Supporting the

Neuroendocrine Cancer Community

NET Patient Foundation Attends The INCA Global NET Patient Summit

Jun 27, 2019

This years summit was a collaboration of 26 member organisations from 22 countries, with a single goal to work on key strategic pillars that will promote effective, fair and equal care for all patients across the globe. There are various committees within INCA which run various projects all on a volunteer basis, often in the evenings and over the weekend. It was wonderful to see new members.

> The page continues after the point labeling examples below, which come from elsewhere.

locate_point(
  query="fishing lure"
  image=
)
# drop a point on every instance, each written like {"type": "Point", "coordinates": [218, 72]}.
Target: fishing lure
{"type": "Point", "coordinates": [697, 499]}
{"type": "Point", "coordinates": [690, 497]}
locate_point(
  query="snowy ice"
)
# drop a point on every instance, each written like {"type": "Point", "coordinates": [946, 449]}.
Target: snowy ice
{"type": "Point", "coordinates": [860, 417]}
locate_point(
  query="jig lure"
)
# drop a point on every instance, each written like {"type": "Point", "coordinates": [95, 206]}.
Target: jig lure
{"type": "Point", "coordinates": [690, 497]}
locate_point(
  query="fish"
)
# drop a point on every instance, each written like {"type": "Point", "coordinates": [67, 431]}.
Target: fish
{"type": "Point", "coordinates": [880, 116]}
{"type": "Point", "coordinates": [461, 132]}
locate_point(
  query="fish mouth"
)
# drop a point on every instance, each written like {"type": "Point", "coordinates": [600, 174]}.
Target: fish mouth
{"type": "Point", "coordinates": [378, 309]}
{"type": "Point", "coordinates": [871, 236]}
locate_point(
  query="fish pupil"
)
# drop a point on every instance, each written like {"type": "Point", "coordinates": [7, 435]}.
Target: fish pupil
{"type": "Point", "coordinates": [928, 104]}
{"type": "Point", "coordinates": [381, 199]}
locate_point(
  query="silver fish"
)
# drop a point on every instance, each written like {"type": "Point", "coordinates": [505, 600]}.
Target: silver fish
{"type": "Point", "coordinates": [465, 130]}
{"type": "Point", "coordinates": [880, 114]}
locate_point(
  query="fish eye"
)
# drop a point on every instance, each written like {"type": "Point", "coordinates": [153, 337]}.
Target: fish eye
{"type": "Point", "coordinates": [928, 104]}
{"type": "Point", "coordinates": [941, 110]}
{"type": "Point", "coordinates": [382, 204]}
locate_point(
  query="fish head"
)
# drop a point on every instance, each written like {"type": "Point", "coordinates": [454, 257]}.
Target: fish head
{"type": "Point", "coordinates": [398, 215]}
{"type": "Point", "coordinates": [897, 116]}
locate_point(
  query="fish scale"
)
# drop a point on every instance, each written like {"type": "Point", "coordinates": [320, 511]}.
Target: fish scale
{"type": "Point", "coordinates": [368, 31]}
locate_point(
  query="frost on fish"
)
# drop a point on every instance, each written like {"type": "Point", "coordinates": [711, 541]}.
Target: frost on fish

Each committee shared updates on the work to date including:

  • Global patient information project
  • INCA research project
  • Access project
  • NET Cancer Day and the focus for 2019/2020 and the importance of ongoing engagement throughout the year and not just the day
  • INCA social media plan
  • Website updates and improvements
  • Governance
  • Financials

We had a clear medical focus on:

  1. Bridging the Gap –  NET Patient Foundation shared our MIND the Gap project and facilitated a session on the importance of emotional wellbeing to ensure the best outcomes, with a clear message that this is not relevant for all but we must support the population for which this is a major issue. Like everything with NETs – its individual, personal and unique for each person affected.
  2. How we can improve patients access to optimal treatment and care with an excellent presentation from Dr Vikas Prasasd
  3. Research and clinical trials with interesting discussions and presentations from Professor Singh and Professor James Howe.

The two days concluded with a round up of clinical trials in NETs presented by Marianne Pavel. There are 2076 studies in NETs at present, 902 studies on drug therapies but only four novel compounds have been approved since 2011. This is not optimum treatment for our community! We have to work together to change the Health Technology Appraisal process and make fit for purpose for rare and uncommon cancers. We have to have patients involved right at the beginning of clinical trials phase and researchers have to start to think about the end result – drug approval – when planning the trial format.

There were various combination trials for the PNET community but the Lung NET community is still under represented. Will the AXINET trial offer us some hope? What about NEC’s? Here at the NPF we have brought up this topic again and again. Can we refocus the research community to the needs rather than the numbers?

We also have to think about the fact that therapies do not last for long, as the tumour biology changes and the tumours find a way past the inhibition – therefore we need to (as we have spoken about many times before), work hard to support a validated way to predict treatment response. There are a couple of new ways being trialled using RNA expression testing: The NETest and Cancer Type ID. 

We of course had many conversations about what advocacy is, and there are many variants across different countries. Our community in the UK has four organisations advocating for patients (in very different ways), and great independent advocates like Ronny Allan. This level of support is not available everywhere around the globe, and INCA has a responsibility to push for this for all patients. There is the question of funding however. Some organisations like the NPF are run by specialist nurses to provide a service led model of care, with a specialist nurse service in the community. Should this not be funded by our health services, as it is in other countries? There was a great quote from one of the medics who said to be realistic as ‘action follows dollars’. 

Listening to the issues and achievements of each member county was such an important aspect of the summit. The global perspective:

Putting each patient at the heart of what we do, being inclusive of all NET types, sharing best practice and pitfalls, learning, discussing, working together, taking inspiration from others and above all listening, will be the key to our growth and success. Not one person there had any designs on being the leader, just a  passion to help those whose lives had been deeply affected by this cancer. Everyone brought experience of caring for a patient, losing a loved one or living with Neuroendocrine Cancer.